Reporter: What makes you think God chose you [to change the world]?
Evan Baxter: He chose all of us.
We asked the wrong questions in life, which is why we arrived at flawed conclusions.
We asked if we could change the world.
God asks if we would change the world.
Allow me to pick up from the implications of where I left off in the previous post. Changing the world is more then just changing the surroundings; it is about changing a life. Everyone can change the world, starting with his or her own life. Frankly, I used to scorn all these life changes. I lament that God seems to show less of his power on this side of the testament after Jesus came back. The Old Testament had opening of seas, stopping of sun, turning back of time, overnight annihilation of armies… and on this side of time, we only have the transformation of lives. It feels as though God has toned down His powers.
Obviously, this is another one of my flawed understandings.

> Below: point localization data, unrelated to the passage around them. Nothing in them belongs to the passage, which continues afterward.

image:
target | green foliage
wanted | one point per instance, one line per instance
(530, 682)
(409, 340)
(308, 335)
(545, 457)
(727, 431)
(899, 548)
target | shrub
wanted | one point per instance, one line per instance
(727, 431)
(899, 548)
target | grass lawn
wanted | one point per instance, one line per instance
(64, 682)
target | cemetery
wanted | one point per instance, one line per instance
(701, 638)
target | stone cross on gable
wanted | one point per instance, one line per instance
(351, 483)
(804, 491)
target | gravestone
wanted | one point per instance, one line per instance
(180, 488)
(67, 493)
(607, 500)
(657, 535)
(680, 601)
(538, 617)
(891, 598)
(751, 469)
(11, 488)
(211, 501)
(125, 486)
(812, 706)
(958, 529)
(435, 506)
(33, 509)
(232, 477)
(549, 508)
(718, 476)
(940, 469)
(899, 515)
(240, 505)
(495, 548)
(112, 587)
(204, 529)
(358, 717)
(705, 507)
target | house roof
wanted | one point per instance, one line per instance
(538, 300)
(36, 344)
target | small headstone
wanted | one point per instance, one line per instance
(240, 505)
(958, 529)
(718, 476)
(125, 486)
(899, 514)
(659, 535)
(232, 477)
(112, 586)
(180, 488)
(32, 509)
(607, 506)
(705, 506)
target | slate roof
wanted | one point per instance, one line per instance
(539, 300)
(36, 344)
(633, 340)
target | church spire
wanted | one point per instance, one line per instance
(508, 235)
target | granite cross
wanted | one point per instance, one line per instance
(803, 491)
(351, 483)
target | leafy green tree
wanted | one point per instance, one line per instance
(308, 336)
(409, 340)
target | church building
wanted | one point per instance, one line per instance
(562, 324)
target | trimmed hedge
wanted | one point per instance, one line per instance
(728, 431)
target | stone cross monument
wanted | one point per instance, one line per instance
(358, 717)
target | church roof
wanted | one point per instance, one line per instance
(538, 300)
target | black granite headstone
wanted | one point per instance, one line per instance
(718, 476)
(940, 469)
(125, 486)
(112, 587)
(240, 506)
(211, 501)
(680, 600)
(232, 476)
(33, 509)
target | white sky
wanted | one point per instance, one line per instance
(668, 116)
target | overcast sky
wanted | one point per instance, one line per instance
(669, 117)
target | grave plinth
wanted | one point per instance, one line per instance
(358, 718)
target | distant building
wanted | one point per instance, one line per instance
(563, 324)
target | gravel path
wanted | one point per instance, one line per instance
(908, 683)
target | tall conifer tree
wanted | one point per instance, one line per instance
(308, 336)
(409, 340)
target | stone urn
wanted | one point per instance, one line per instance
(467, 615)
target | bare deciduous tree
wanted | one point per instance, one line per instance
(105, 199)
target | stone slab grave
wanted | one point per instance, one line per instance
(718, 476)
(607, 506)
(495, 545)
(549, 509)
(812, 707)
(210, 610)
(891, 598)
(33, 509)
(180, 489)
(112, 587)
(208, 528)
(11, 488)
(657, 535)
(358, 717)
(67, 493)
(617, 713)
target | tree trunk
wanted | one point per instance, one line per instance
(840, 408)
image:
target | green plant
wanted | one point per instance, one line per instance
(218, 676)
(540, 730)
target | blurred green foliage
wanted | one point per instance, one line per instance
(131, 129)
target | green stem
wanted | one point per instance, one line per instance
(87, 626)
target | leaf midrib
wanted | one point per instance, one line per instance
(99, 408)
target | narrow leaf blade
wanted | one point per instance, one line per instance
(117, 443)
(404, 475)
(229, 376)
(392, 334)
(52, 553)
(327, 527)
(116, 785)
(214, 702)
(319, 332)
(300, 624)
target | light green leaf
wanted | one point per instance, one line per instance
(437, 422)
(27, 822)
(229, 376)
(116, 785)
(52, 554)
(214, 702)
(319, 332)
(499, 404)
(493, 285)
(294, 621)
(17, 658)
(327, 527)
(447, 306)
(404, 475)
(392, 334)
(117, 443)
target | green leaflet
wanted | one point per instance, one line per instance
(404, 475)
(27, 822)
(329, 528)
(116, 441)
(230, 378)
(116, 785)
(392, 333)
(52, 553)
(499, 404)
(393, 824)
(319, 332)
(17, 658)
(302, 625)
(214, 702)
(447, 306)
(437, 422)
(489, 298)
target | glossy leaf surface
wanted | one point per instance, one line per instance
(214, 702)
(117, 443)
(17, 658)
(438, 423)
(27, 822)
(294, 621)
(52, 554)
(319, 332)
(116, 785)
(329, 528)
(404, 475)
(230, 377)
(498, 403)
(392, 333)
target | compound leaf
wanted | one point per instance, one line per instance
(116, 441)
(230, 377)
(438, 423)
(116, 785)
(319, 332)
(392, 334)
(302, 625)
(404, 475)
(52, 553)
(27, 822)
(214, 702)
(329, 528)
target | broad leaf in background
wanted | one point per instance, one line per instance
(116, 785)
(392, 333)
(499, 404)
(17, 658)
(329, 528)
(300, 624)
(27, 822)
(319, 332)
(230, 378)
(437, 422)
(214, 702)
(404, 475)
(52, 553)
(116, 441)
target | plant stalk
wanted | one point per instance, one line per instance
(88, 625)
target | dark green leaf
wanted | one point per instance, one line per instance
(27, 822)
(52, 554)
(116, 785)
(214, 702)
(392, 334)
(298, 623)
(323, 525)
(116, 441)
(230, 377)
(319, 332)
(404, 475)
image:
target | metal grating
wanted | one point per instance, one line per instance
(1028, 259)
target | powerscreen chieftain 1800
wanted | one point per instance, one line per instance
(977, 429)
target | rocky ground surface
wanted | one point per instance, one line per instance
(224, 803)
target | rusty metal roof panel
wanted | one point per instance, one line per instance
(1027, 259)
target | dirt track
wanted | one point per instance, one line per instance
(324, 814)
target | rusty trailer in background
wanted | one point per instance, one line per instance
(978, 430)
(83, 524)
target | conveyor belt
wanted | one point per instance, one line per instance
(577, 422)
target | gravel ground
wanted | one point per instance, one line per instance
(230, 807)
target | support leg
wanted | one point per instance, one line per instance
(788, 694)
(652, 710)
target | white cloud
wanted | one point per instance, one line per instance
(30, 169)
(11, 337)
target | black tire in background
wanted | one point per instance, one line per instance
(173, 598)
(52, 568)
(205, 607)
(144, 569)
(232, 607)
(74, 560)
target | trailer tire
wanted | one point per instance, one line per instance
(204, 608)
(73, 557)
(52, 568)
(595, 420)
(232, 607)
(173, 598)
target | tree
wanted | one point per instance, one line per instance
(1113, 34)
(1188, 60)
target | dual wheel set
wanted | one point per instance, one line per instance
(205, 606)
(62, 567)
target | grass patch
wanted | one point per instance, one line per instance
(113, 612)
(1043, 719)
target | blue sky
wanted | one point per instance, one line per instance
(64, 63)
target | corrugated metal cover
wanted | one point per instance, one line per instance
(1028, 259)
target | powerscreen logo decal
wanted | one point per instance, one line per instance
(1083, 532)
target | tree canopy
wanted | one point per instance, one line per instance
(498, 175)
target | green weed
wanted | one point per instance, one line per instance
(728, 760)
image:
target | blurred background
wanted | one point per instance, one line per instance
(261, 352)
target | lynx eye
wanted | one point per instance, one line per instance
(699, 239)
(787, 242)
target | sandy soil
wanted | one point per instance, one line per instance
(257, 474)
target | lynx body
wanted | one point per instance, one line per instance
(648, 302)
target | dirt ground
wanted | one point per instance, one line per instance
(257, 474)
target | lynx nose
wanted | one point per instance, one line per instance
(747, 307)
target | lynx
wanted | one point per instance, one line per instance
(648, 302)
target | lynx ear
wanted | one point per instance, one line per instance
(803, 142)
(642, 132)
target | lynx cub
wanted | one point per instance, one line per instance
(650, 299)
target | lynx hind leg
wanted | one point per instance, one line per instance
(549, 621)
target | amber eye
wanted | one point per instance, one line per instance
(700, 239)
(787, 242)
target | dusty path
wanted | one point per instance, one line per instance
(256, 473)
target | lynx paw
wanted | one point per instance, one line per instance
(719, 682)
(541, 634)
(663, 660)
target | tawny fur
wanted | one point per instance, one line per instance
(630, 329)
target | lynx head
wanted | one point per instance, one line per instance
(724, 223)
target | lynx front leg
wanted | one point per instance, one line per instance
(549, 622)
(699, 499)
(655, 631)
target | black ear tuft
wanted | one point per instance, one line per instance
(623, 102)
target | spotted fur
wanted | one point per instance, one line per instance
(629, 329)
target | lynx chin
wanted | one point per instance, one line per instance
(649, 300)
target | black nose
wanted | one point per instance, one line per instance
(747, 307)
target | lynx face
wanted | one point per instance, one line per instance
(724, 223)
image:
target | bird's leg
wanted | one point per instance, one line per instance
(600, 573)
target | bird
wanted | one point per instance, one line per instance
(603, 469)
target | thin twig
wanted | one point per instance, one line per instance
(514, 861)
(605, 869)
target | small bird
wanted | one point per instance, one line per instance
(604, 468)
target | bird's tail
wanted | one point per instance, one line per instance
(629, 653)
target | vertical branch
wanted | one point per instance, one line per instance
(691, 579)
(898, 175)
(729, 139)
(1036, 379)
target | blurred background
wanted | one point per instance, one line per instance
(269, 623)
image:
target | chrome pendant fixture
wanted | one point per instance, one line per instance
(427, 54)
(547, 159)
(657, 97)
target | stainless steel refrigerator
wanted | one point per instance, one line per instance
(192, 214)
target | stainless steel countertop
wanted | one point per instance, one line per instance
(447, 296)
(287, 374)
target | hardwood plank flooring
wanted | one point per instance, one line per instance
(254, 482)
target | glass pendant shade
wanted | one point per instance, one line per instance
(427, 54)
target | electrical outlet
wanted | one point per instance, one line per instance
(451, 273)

In the Old Testament, despite God’s blatant display of power, those miracles failed to induce a change in the lives of the Israelites. Any repentance was temporal, done more out of fear of their own lives instead of the fear of God. In a way, the opening of the Red Sea was more of a supernatural atomic bomb; the surroundings changed, but the people didn’t. Yet though the death of Jesus, God achieved what no physical miracle could have done. He convicted the hearts of man and rescued them from damnation; He convinced them to repent. Clearly, a life-changed is a superior miracle compared to any supernatural miracle
God: Parting a soup is not a miracle, Bruce. It’s a magic trick. A single mom who’s working two jobs, and still finds time to take her son to soccer practice, that’s a miracle. A teenager who says “no” to drugs and “yes” to an education, that’s a miracle. People want me to do everything for them. What they don’t realize is *they* have the power. You want to see a miracle, son? Be the miracle.